Por Alcyr Cavalcanti

Genro de Castor, Fernando Iggnácio morre fuzilado.

Castor de Andrade era o Capo da contravenção, manejava como ninguém os conflitos inevitáveis pelos lucros dos jogos proibidos. Advogado, conhecia os meandros da justiça e privava da amizade (às vezes velada) de juízes e desembargadores. Sua rede de relacionamentos também se estendia há alguns setores das Forças Armadas. Criado no meio de futebol, por meio de seu pai Eusébio de Andrade foi patrono e apaixonado pelo Bangu Atlético Clube. Essa paixão levaria o Bangu a formar um supertime de futebol que levaria o clube a um vice campeonato brasileiro em 1985. Mas a sua grande paixão era a Escola de Samba Mocidade Independente de Padre Miguel, que durante sua gestão foi campeã algumas vezes e tinha sua quadra recheada de socialites e figuras do cinema e da televisão. Seu camarote  era sempre farto e muito bem frequentado. A morte de seu genro Fernando Iggnácio em  novembro de 2020 na plena luz do sol às 13h30 em um heliporto no Recreio dos Bandeirantes é mais um assassinato que envolve a disputa pelo espólio do Capo da contravenção, Castor de Andrade.

(Foto: Alcyr Cavalcanti)

Castor gostava também da vida noturna e durante um tempo era frequentador privilegiado da Boate  Régine’s.  Durante seu reinado, conseguiu controlar as inevitáveis disputas pelo domínio territorial, onde após um pacto firmado em uma reunião obteve o juramento de todos que as áreas loteadas seriam respeitadas pelo bem geral.

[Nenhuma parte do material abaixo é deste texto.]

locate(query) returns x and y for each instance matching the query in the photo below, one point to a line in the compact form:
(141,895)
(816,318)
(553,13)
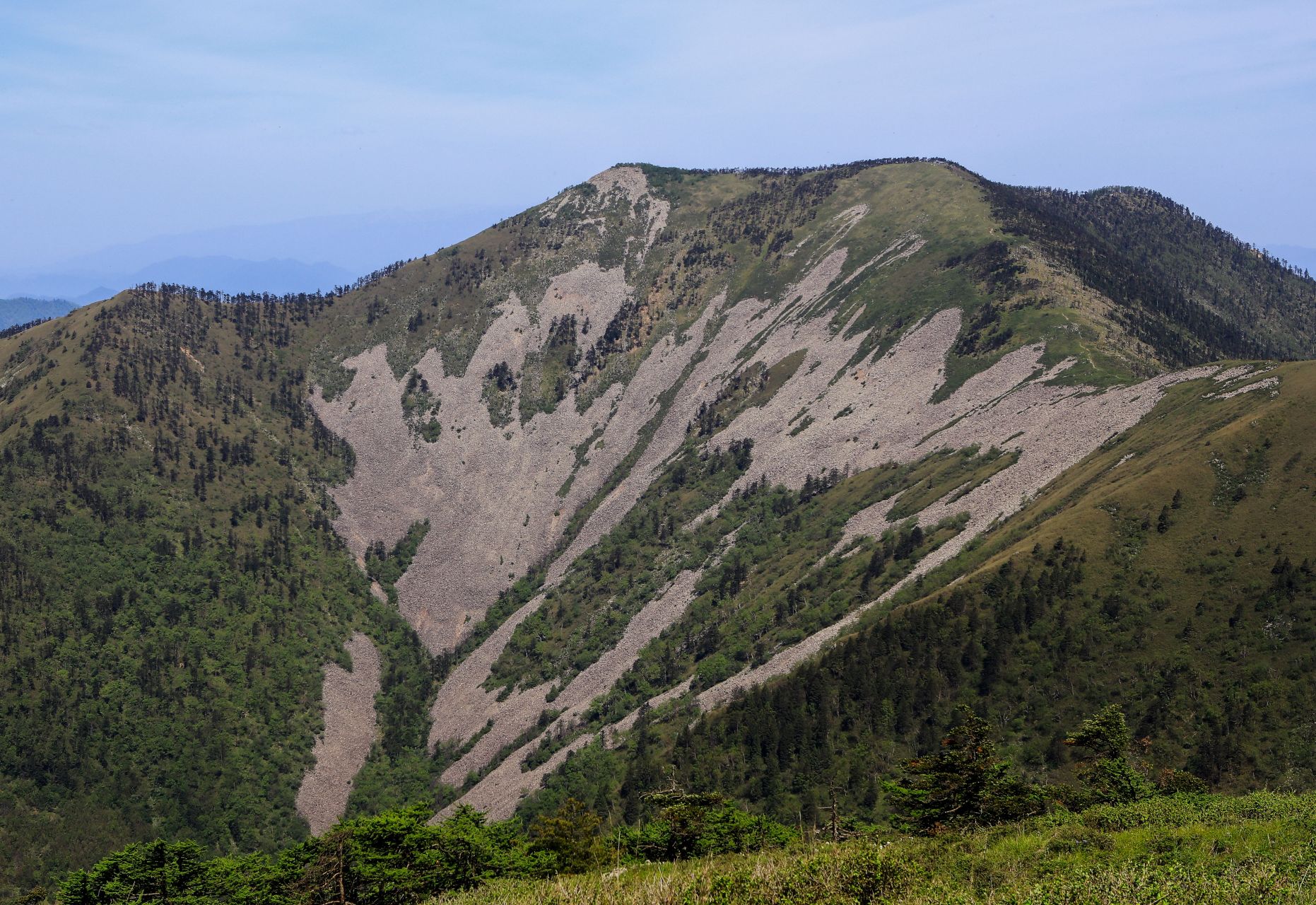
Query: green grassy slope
(170,585)
(1169,572)
(1206,848)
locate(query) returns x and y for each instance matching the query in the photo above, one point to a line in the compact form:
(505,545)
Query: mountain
(25,310)
(218,272)
(254,259)
(753,474)
(1298,256)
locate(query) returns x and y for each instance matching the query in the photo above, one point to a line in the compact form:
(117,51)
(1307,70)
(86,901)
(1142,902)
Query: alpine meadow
(862,532)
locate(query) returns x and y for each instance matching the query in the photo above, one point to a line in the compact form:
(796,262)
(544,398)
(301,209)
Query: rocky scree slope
(850,375)
(536,473)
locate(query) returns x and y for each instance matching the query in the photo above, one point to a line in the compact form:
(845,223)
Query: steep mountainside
(652,443)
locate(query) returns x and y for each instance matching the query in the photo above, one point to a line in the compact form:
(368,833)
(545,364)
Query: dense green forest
(171,584)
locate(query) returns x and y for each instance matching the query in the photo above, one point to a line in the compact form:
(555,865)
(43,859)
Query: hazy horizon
(153,123)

Não havia entrado ainda de forma massiva o narcotráfico que viria desequilibrar muitos relacionamentos. A droga seria um elemento impuro, que iria contaminar a todos então o negócio passaria a ser profundamente imoral, segundo os chefes da contravenção. Como nas velhas famílias mafiosas, o sentimento religioso era uma norma que presidia as reuniões decisivas.

(Fotomontagem: TIL)

A influência do jogo do bicho no “Mundo do Samba” sempre foi de muita relevância, com uma grande diferença. No início era a paixão pela “Sua Escola”, mas aos poucos se transformando em uma imensa fonte de lucro e poder, perfeitamente inserida no sistema, onde o lucro vem sempre em primeiro lugar. Os donos do jogo do bicho, verdadeiros mecenas pós-modernos financiam orfanatos, agremiações esportivas, policiais e mesmo políticos. O promotor Eckel Sérvio de Souza que conhece a fundo as artimanhas dos banqueiros de bicho afirma que  o mecenato seria apenas um artifício para manipular a opinião pública. Seus agentes criaram um empresariado para dar suporte financeiro aos desfiles no Sambódromo, inaugurando a era do luxo e da espetacularização no Carnaval ao colocar as escolas de samba em uma dimensão social, econômica e política, que veio a se tornar uma importante moeda de troca.

(Foto: Caio Barbosa/UOL)

As disputas territoriais sempre foram resolvidas pela Cúpula, em reuniões intermináveis, onde as palavras dos mais velhos sempre eram respeitadas. Com morte dos banqueiros tradicionais, Castor de Andrade, Miro Garcia, Aroldo Saens Pena e a entrada de novos atores em um negócio altamente lucrativo, começa a haver uma nova configuração do jogo do bicho devido a novos métodos, onde a violência extremada substitui as longas e exaustivas reuniões. O fator de desequilíbrio veio a ocorrer em definitivo em meados dos anos oitenta com a entrada das máquinas caça-níqueis e disputas de sangue. As maquininhas de aparência inocente, um mero passatempo foram trazidas pelo francês Julien Fillipedu, que seria ligado à Máfia Corsa. Castor e os membros da Cúpula, de início foram contrários, mas depois ao vislumbrar uma excelente fonte de renda aprovaram em bloco. A matança em série começa aí, a disputa pela herança da contravenção vai causar ainda muitas vítimas.


ALCYR CAVALCANTI – Fotógrafo, jornalista, professor universitário, ex-presidente da ARFOC, ex-secretário da Comissão de Defesa da Liberdade de Imprensa e Direitos Humanos da Associação Brasileira de Imprensa (ABI) e colunista do jornal Tribuna da Imprensa Livre. Trabalhou em alguns dos principais veículos de comunicação do país como as Organizações Globo, Última Hora e o jornal O Dia.